Akan tetapi sebelum diimplementasikan model-model tersebut dalam pengembangan kurikulum, terlebih dahulu harus dikaji dan ditelaah sehingga pelaksanaannya dapat terlaksana dengan baik dan benar sesuai dengan tujuan pendidikan khususnya di indonesia ini. Sebab model-model tersebut berbeda-beda, tidak harus semua model harus sama, langkah-langkahnya harus sama maka dari itu hasilnya juga berbeda-beda tergantung pada pengembang kurikulum.

BAB II
PEMBAHASAN
Analisis Model, Pendekatan, Dan Orientasi Pengembangan Kurikulum
2.1  Membedakan Model-Model pengembangan kurikulum
Model adalah konstruksi yang bersifat teroretis dari konsep. Menurut Roberts S. Zain dalam bukunya: Curriculum Principles and Foundation (Dakir, 2004: 95-99), berbagai model dalam pengembangan kurikulum secara garis besar diutarakan sebagai berikut:
1.      The Administrative (Line-Staff) Model
Model pengembangan kurikulum ini paling awal dan sangat umum dikenal model Top Down (dari atas Ke bawah) atau Line Staff (garis komando). Maksudnya yaitu inisiatif pengembangan kurikulum berasal dari pejabat tinggi (Kemdiknas).

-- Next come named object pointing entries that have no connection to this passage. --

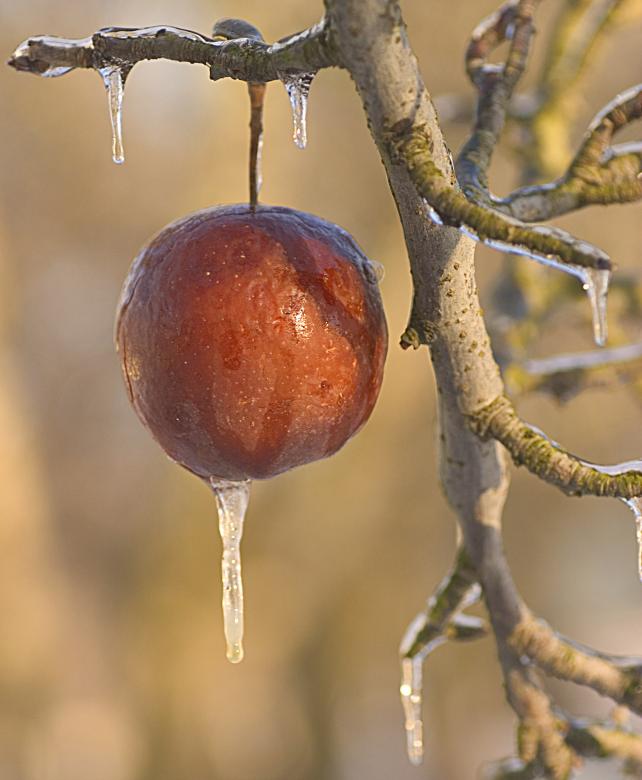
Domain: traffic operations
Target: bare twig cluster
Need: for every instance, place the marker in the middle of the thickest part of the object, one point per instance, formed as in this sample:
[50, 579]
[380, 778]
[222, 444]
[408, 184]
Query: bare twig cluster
[444, 209]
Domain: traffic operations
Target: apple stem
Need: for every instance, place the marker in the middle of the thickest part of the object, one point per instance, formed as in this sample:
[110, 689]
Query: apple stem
[257, 96]
[232, 499]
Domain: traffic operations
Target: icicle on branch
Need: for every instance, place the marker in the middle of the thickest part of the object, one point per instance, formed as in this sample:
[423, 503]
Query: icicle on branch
[242, 57]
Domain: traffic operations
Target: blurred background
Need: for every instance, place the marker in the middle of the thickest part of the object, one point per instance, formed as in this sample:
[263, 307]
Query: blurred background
[112, 662]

Pengembangannya dilaksanakan sebagai berikut:
a.    Atasan membentuk tim yang terdiri atas para pejabat teras yang berwenang (pengawas pendidikan, Kepsek, dan pengajar inti)

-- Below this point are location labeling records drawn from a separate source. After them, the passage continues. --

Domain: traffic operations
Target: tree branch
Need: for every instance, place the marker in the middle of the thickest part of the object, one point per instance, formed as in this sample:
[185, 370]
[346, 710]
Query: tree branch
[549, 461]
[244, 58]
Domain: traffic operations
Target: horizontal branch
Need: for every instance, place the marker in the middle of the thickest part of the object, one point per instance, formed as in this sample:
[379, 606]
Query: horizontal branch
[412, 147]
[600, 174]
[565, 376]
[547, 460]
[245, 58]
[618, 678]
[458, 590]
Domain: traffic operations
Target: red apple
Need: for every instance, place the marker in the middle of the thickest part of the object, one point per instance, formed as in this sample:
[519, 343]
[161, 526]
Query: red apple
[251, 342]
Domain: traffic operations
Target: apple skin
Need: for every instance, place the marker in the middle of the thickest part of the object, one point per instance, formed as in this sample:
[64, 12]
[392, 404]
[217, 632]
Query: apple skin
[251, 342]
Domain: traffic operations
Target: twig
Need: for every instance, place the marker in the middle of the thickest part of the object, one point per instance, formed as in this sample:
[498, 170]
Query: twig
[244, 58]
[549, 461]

b.    Panitia pengarah ini bertugas merumuskan rencana umum, prinsip-prinsip, landasan filosofis, dan tujuan umum pendidikan.
c.    Tim bertugas untuk merumuskan tujuan kurikulum yang spesifik, menyusun materi, kegiatan pembelajaran, sistem penilaian, dan sebagainya.

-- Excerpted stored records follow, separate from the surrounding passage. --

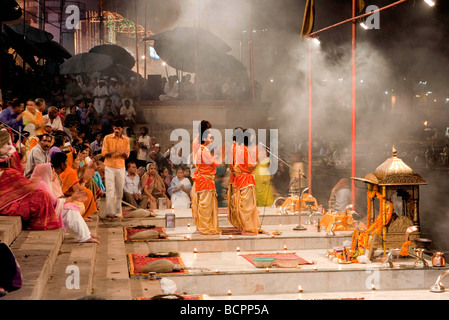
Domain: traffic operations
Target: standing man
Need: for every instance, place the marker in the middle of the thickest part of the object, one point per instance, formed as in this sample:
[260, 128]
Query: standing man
[204, 201]
[143, 144]
[39, 154]
[51, 119]
[133, 191]
[128, 112]
[115, 151]
[12, 115]
[101, 93]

d.   Dibentuk beberapa kelompok kerja yang anggotanya terdiri atas para spesialis kurikulum dan staf pengajar.
e.    Hasil kerja direvisi oleh tim (panitia pengarah) atas dasar pengalaman atau hasil try out.
f.     Setelah try out yang dilakukan oleh beberapa Kepsek, dan telah direvisi sebelumnya, baru kurikulum tersebut diimplementasikan.
2.      The Grass-Roots Model
Inisiatif pengembangan kurikulum model ini berada di tangan guru-guru sebagai pelaksana kurikulum disekolah, baik yang bersumber dari satu sekolah maupun dari beberapa sekolah sekaligus. Model ini didasarkan pada dua pandangan pokok, yaitu: Pertama,Implementasi kurikulum akan lebih berhasil apabila guru-guru sebagai pelaksana sudah sejak semula terlibat secara langsung dalam pengembangan kurikulum. Kedua, pengembangan kurikulum bukan hanya melibatkan personel yang frofesional (guru) saja, tetapi juga siswa, orang tua dan anggota masyarakat.
Langkah-langkah pelaksanaannya sebagai berikut:
a.         Inisiatif pengembangan datang dari bawah (Para pengajar)
b.        Tim pengajar dari beberapa sekolah ditambah narasumber lain dari orang tua siswa atau masyarakat luas yang relevan.
c.         Pihak atasan memberikan bimbingan dan dorongan
d.        Untuk pemantapan konsep pengembangan yang telah dirintis diadakan loka karya agar diperoleh input yang diperlukan.
3.      The Demonstration Model
Model ini dikembangkan untuk memperkenalkan suatu inovasi kurikulum dalam skala kecil. Dalam pelaksanaannya, model ini menuntut sejumlah guru dalam satu sekolah untuk mengorganissasikan dirinya dalam memperbarui kurikulum.
Langkah-langkah pelaksanannya sebagai berikut:
a.         Staf pengajar pada suatu sekolah menemukan suatu ide pengembangan dan ternyata hasilnya dinilai baik.
b.         Kemudian hasilnya disebarluaskan di sekolah sekitar.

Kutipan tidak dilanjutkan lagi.